Conferência Nacional da Juventude define metas

IPATINGA – A Conferência Nacional da Juventude, realizada entre os dias 27 e 30 de abril, em Brasília (DF), e que discutiu, dentre outros itens, a participação dos jovens no processo de decisão política, mostrou a liderança de jovens da região. Dentre os nomes, destaque para a representante dos estudantes universitários no Conselho Municipal da Juventude, Natália Littig, e do vice-presidente do diretório acadêmico da Faculdade de Medicina do Vale do Aço, Marcone de Souza Oliveira. Eles estiveram na capital federal, juntamente com outros jovens da região, que foram eleitos nas conferências municipal e estadual.

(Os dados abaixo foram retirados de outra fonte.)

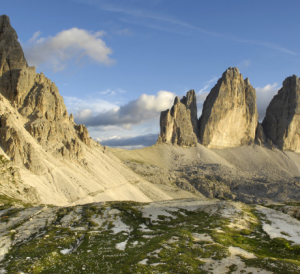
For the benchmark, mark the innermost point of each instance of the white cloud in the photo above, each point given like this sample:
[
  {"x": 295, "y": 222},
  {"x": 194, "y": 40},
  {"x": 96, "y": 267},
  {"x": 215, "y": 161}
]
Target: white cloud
[
  {"x": 66, "y": 46},
  {"x": 143, "y": 109},
  {"x": 126, "y": 32},
  {"x": 75, "y": 105},
  {"x": 264, "y": 96},
  {"x": 164, "y": 18},
  {"x": 112, "y": 92}
]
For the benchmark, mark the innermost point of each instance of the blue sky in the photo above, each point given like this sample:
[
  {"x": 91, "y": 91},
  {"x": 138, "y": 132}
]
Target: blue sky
[{"x": 119, "y": 63}]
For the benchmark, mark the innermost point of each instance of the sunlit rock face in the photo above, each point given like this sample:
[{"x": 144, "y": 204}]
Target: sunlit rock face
[
  {"x": 179, "y": 125},
  {"x": 37, "y": 99},
  {"x": 229, "y": 117},
  {"x": 282, "y": 121}
]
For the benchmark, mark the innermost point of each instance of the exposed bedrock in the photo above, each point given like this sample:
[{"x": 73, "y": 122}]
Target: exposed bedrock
[
  {"x": 282, "y": 121},
  {"x": 229, "y": 117},
  {"x": 179, "y": 125}
]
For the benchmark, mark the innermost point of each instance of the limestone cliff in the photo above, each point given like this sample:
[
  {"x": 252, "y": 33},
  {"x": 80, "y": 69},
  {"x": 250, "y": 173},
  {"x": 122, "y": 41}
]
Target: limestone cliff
[
  {"x": 229, "y": 116},
  {"x": 50, "y": 158},
  {"x": 39, "y": 102},
  {"x": 282, "y": 121},
  {"x": 179, "y": 125}
]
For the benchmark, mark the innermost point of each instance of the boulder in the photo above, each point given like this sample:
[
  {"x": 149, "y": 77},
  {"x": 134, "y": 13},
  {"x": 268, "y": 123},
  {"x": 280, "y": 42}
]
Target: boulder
[
  {"x": 179, "y": 125},
  {"x": 282, "y": 121},
  {"x": 229, "y": 116}
]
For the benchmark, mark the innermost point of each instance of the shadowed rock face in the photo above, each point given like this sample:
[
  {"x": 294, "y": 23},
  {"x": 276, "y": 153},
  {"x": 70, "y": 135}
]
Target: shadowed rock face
[
  {"x": 38, "y": 100},
  {"x": 282, "y": 121},
  {"x": 229, "y": 117},
  {"x": 179, "y": 125}
]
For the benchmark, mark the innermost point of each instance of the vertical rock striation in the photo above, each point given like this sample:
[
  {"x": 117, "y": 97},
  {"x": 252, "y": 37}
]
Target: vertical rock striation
[
  {"x": 38, "y": 100},
  {"x": 282, "y": 121},
  {"x": 229, "y": 116},
  {"x": 179, "y": 125}
]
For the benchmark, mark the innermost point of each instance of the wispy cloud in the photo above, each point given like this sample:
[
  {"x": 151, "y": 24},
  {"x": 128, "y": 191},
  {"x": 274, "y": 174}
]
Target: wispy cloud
[
  {"x": 66, "y": 46},
  {"x": 264, "y": 96},
  {"x": 134, "y": 12},
  {"x": 112, "y": 92}
]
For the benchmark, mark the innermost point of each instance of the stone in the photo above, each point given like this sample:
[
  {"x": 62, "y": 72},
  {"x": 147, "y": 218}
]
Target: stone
[
  {"x": 229, "y": 116},
  {"x": 38, "y": 100},
  {"x": 179, "y": 125},
  {"x": 260, "y": 137},
  {"x": 282, "y": 121}
]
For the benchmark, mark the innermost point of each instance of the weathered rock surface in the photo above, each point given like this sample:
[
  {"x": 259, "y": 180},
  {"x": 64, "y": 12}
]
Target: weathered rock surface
[
  {"x": 260, "y": 137},
  {"x": 179, "y": 125},
  {"x": 282, "y": 121},
  {"x": 55, "y": 160},
  {"x": 229, "y": 117},
  {"x": 37, "y": 99}
]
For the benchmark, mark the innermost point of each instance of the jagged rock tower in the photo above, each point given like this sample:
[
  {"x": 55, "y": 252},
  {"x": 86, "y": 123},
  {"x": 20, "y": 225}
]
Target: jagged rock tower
[
  {"x": 282, "y": 121},
  {"x": 37, "y": 99},
  {"x": 179, "y": 125},
  {"x": 229, "y": 116}
]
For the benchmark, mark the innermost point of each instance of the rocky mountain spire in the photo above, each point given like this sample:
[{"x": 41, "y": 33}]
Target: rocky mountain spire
[
  {"x": 38, "y": 100},
  {"x": 282, "y": 121},
  {"x": 179, "y": 125},
  {"x": 11, "y": 53},
  {"x": 229, "y": 116}
]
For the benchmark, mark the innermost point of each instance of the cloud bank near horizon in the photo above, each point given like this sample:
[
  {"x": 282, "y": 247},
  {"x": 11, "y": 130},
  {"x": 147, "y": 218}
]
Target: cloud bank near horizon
[{"x": 142, "y": 109}]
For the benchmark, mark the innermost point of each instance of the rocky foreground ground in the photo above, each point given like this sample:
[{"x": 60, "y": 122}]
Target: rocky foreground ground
[{"x": 196, "y": 235}]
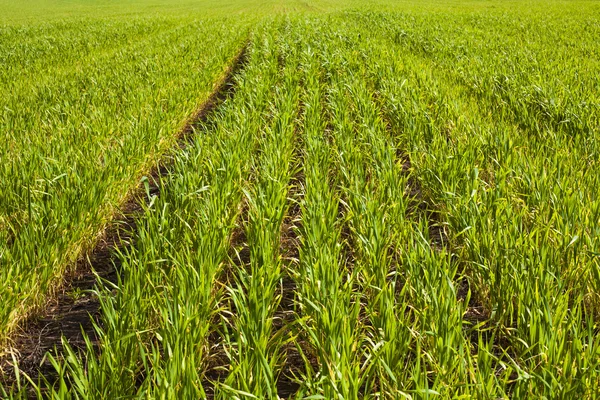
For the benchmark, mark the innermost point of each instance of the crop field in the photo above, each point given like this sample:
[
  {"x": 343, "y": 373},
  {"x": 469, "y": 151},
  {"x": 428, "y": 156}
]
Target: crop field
[{"x": 321, "y": 199}]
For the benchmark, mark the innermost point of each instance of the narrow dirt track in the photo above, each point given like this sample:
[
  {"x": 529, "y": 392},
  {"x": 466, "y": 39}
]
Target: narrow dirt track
[{"x": 72, "y": 314}]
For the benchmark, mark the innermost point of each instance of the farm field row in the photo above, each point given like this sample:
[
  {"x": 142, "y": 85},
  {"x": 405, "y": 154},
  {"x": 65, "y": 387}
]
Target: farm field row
[{"x": 389, "y": 204}]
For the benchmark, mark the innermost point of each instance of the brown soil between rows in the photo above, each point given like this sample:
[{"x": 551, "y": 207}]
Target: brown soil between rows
[{"x": 72, "y": 314}]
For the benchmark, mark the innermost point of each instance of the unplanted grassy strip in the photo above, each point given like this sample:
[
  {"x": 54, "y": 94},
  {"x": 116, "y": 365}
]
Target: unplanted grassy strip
[{"x": 71, "y": 316}]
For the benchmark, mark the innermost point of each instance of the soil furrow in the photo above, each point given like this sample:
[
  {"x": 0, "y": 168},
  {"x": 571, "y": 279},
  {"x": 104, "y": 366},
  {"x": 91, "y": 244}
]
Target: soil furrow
[{"x": 73, "y": 313}]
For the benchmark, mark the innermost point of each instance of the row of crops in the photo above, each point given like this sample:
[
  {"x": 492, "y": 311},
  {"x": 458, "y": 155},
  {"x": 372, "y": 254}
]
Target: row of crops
[{"x": 388, "y": 205}]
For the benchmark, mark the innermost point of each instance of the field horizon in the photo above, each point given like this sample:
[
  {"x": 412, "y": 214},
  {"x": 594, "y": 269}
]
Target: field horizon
[{"x": 299, "y": 199}]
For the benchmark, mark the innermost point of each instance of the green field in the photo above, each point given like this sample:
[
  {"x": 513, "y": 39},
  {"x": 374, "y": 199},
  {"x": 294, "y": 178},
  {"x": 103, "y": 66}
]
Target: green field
[{"x": 391, "y": 199}]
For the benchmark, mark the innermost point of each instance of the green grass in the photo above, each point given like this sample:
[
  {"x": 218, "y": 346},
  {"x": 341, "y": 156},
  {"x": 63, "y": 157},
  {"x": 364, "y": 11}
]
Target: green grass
[{"x": 398, "y": 200}]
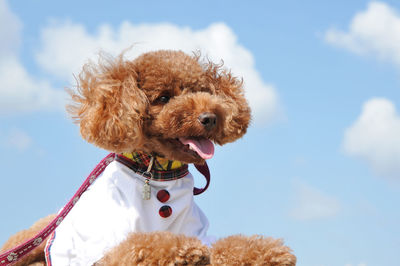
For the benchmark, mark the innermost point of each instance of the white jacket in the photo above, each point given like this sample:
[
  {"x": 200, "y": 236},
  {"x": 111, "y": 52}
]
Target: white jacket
[{"x": 113, "y": 207}]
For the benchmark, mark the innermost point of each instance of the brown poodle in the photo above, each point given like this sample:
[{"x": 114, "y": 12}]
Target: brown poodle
[{"x": 157, "y": 113}]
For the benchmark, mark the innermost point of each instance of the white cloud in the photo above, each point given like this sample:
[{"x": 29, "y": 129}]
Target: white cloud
[
  {"x": 375, "y": 137},
  {"x": 19, "y": 91},
  {"x": 10, "y": 26},
  {"x": 17, "y": 140},
  {"x": 375, "y": 31},
  {"x": 312, "y": 204},
  {"x": 67, "y": 46}
]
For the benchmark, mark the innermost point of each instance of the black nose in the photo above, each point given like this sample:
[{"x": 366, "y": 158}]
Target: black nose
[{"x": 208, "y": 120}]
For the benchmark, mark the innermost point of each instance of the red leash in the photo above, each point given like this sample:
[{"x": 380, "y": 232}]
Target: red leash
[{"x": 13, "y": 255}]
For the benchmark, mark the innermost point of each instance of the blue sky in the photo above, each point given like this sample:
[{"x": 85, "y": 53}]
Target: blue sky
[{"x": 320, "y": 165}]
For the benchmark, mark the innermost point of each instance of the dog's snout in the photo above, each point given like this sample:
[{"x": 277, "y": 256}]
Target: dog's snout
[{"x": 208, "y": 120}]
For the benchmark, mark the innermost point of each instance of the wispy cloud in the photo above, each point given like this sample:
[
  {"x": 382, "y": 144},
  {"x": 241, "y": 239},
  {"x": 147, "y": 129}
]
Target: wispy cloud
[
  {"x": 374, "y": 137},
  {"x": 16, "y": 139},
  {"x": 374, "y": 31},
  {"x": 311, "y": 203},
  {"x": 19, "y": 90}
]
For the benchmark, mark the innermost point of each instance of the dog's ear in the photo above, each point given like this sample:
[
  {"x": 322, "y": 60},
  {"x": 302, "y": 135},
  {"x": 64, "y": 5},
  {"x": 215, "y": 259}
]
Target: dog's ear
[
  {"x": 108, "y": 105},
  {"x": 230, "y": 88}
]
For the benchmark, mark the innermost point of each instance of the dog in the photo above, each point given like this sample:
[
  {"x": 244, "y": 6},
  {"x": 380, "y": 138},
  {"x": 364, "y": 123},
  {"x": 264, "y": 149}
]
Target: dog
[{"x": 156, "y": 114}]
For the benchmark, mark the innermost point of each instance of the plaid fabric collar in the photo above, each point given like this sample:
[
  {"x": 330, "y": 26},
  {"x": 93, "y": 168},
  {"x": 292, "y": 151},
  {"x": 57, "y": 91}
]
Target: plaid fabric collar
[{"x": 162, "y": 170}]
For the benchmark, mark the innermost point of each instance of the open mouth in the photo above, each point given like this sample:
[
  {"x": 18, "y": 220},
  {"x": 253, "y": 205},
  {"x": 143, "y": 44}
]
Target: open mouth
[{"x": 201, "y": 146}]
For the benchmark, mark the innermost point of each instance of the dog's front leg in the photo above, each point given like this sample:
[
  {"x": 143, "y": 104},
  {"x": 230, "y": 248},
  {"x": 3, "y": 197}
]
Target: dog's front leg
[{"x": 158, "y": 248}]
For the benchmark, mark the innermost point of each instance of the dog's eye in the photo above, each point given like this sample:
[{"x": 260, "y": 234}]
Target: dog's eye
[{"x": 163, "y": 99}]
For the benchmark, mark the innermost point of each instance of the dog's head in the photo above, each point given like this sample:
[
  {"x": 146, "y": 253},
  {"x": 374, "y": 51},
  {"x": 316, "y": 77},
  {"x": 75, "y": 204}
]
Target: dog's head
[{"x": 165, "y": 103}]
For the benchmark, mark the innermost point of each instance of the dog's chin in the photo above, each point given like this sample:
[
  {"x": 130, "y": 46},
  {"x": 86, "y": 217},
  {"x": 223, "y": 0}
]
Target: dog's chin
[{"x": 174, "y": 149}]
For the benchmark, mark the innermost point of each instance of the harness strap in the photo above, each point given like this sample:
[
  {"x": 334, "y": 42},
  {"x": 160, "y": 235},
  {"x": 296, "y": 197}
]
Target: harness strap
[{"x": 13, "y": 255}]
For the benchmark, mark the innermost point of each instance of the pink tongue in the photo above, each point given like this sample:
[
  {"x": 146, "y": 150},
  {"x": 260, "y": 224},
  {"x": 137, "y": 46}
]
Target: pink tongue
[{"x": 203, "y": 147}]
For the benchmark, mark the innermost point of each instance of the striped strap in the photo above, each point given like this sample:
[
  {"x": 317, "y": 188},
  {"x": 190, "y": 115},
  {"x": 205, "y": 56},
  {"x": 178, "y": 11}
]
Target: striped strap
[{"x": 13, "y": 255}]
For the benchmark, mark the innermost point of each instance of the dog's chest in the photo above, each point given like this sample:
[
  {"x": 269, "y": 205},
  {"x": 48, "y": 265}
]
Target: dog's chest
[{"x": 113, "y": 207}]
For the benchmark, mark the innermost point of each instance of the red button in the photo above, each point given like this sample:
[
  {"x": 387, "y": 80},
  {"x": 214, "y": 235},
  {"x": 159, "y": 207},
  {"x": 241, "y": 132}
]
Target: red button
[
  {"x": 165, "y": 211},
  {"x": 163, "y": 195}
]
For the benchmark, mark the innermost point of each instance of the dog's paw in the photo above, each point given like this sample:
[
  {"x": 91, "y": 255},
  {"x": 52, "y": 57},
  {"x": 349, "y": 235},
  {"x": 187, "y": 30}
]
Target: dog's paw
[
  {"x": 255, "y": 250},
  {"x": 159, "y": 248}
]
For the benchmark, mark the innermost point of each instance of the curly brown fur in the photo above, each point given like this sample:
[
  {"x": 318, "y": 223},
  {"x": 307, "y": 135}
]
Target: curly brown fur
[
  {"x": 36, "y": 257},
  {"x": 146, "y": 105},
  {"x": 118, "y": 104},
  {"x": 158, "y": 248},
  {"x": 255, "y": 250}
]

Na Conferência Nacional da Juventude foram discutidas 63 diretrizes eleitas como prioridades nas fases municipal e estadual. “Em Brasília, juntamente com delegados de todo o Brasil, optamos por 23, que a partir de agora passam a ser aquelas propostas emergenciais, que merecem e necessitam mais atenção dos nossos deputados”, diz Marcone Oliveira, 29. O encontro teve a presença do presidente da Câmara Federal, Arlindo Chinaglia (PT).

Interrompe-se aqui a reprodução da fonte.